Redazione
d'altroCanto

Quale abbonamento per una “società liquida”?

Se è vero che la nostra è una “società liquida” (copyright Zygmunt Bauman) in cui la stabilità di molte relazioni si sbriciola, nella quale, giocoforza, non si ha un solo datore di lavoro per tutta la vita attiva né si vive sempre nello stesso posto, in cui ci si sposa di meno, preferendo la presupposta elasticità di convivenze non sanzionate da un patto, una società che sollecita il possesso più che la proprietà e quindi l’affitto più che l’acquisto della casa, il noleggio più che la titolarità di un’automobile, se tutto questo è vero ha senso vincolarsi con l’abbonamento a una stagione concertistica?
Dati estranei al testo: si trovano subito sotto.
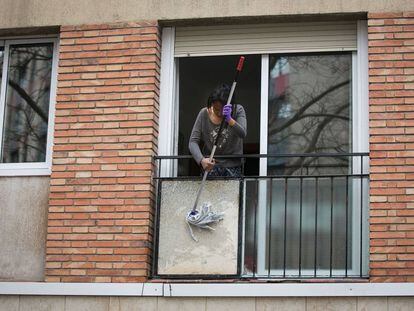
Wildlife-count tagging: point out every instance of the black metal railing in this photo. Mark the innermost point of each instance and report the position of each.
(304, 215)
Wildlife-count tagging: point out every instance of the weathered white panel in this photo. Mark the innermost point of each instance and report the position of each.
(216, 251)
(265, 38)
(23, 225)
(42, 303)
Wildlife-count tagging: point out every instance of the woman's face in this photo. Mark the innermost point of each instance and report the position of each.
(217, 107)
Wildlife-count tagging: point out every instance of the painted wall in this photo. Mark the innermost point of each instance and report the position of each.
(31, 13)
(23, 224)
(72, 303)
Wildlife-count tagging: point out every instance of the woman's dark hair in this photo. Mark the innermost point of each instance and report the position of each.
(221, 94)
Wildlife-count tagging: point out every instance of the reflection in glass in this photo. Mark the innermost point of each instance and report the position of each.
(306, 222)
(309, 112)
(27, 103)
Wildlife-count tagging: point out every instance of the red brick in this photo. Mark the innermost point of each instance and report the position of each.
(105, 136)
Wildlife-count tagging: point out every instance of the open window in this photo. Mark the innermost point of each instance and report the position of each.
(305, 190)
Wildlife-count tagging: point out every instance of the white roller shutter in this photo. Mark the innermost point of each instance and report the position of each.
(265, 38)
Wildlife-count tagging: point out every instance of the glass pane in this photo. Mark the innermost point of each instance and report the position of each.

Non è meglio scegliere fior da fiore, selezionando gli interpreti di cui si vuole “fare esperienza” piuttosto che optare per il pacchetto completo? Più in generale ha senso abbonarsi, a un giornale, ai mezzi pubblici, a una compagnia telefonica, a una palestra? Ecco, la palestra. Senza lo sprone dell’abbonamento la frequenteremmo regolarmente? Senza la tessera per l’autobus libereremmo abitualmente le strade dall’ingombro della nostra auto? Senza l’ineluttabile arrivo del giornale, ci informeremmo con altrettanta costanza? Quanta libertà senza abbonamenti, ma ogni giorno tocca decidere cosa fare: auto o tram? Compro il giornale? Vado al concerto? Senza l’abbonamento a una stagione concertistica, andremmo ad ascoltare anche interpreti che non conosciamo o brani mai sentiti, rischiando di scoprire che ci sono piaciuti? L’abbonamento solidifica le relazioni, ci sottrae un po’ della stressante responsabilità che ci impone la libertà e può aumentare la nostra fiducia, un bene troppo scarso tra le tante solitudini generate dalle relazioni tenui della “società liquida”.